Canadian Criminal Law/Offences/Assault with a Weapon

Assault with a Weapon
s. 267(a) of the Crim. Code
Election / Plea
Crown ElectionHybrid
JurisdictionProv. Court
SC Judge + PI (I)
SC Jury + PI (I) (536(2))
Maximum18 months jail or $5,000 fine
Maximum10 years jail
Offence Elements
Sentence Principles
Sentence Digests
DO/LTO primary designated offence

Legislation edit

267. Every one who, in committing an assault,

(a) carries, uses or threatens to use a weapon or an imitation thereof, or
(b) causes bodily harm to the complainant,

is guilty of an indictable offence and liable to imprisonment for a term not exceeding ten years or an offence punishable on summary conviction and liable to imprisonment for a term not exceeding eighteen months.


Proof of Offence edit

In addition to the requirement to prove identity, time and jurisdiction, the prosecution should prove:

  1. the accused assaulted the victim
  2. the accused committed the assault by use of a weapon or threaten to use a weapon

Interpretation edit

One cannot consent to being stabbed.[1]

  1. R. v. Carriere 1987 ABCA 39 (CanLII), (1987), 35 C.C.C. (3d) 276 (Alta. C.A.) per Laycraft p. 287: ("One cannot consent to be stabbed. The public policy of the law intervenes to nullify the apparent consent of each of the combatants.")

Mens rea edit

An intention to throw an object without an intention to throw the object at someone, is not sufficient mens rea.[1] By contrast where there is objectively foreseeability of harm of the act, there may be liability.[2] Where the accused throws something carelessly it will usually not be sufficient intent for the mens rea. [3]

However, a recklessness in the act is sufficient to convict.[4]

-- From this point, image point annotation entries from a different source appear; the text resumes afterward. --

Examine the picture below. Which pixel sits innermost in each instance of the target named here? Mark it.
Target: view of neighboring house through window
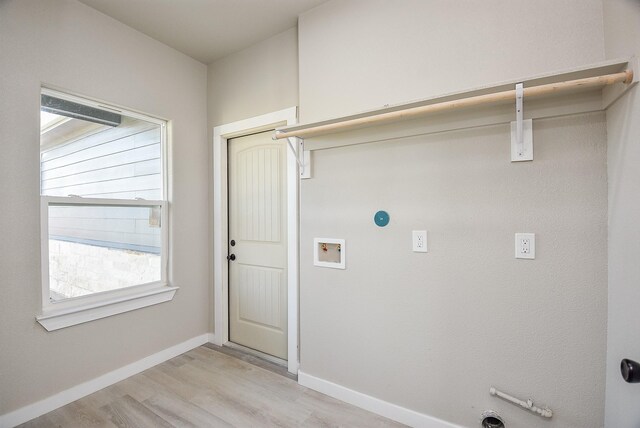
(102, 189)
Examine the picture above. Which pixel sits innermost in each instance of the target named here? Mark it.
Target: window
(104, 210)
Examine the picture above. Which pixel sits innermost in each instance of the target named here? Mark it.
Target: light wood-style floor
(206, 388)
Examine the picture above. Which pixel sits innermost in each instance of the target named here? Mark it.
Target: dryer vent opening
(491, 419)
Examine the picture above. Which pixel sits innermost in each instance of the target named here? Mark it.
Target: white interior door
(258, 243)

The doctrine of transferred intent allows the intent to assault one person to satisfy the mens rea for an assault against another person where that second person was not the target. The result is that the intention of a failed assault will transfer to the successful assault of another person. [5]

  1. R. v. Vandergraff, (1994) 93 CCC (3d) 286 (Man. C.A.) a hockey fan at a game throws a jar of peanut butter onto the rink. The jar hits victim
  2. R. v. Nurse, (1993) 83 CCC (3d) 546 (Ont. C.A.) accused fires gun into the air and was convicted because it was objectively foreseeable that harm would be caused
  3. R. v. L.(A.), (2007) Carswell Nun. 26 (N.Ct. J.) accused carelessly, in anger and while intoxicated, throws a beer bottle at a dashboard and bounces off hitting someone
    R. v. Kemp, (1993) Carswell Sask. 116 (Sask. Q.B.) a hockey player, in frustration, shoots a puck into the bleachers hitting a person in the head
  4. R. v. Mooney, (1997) Carswell Ont. 4433 (O.Ct.J.) accused convicted for throwing a phone in the direction of accused, it bounces off a wall, hitting the victim in the head
  5. R. v. Delaney, (1989) Y.J. No. 182 (Y.T. Ct.) at 37
    See also: R. v. Deakin, [1974] 3 W.W.R. 435, 26 C.R.N.S. 236, 16 C.C.C. (2d) 1 (Man. Ct. of App.)
    R. v. Phan, 2009 ABPC 190, 476 A.R. 323 (ABPC)

Kienapple edit

Many cases state that an accused cannot be convicted of Assault with a Weapon and Assault Causing Bodily Harm where they arise out of the same circumstances.[1] The same goes for the offence of assault with a weapon and aggravated assault.[2]

Where the evidence is substantially the same for proving the elements of possession for a dangerous purpose and assault with a weapon, convictions on both are precluded.[3]

  1. e.g.R. v. Arnill, [1999] O.J. No. 332 (C.A.)
    R. v. Basilio 2003 CanLII 15531 (ON CA), (2003), 175 C.C.C. (3d) 440 (Ont. C.A.)
    R. v. Briscoe (1992), 17 B.C.A.C. 302
  2. R. v. Basilio, [2003] O.J. No. 1114 (Ont. C.A.)
  3. R. v. Briscoe 1992 CanLII 938 (BC CA), (1992), 76 C.C.C. (3d) 563 (B.C.C.A.)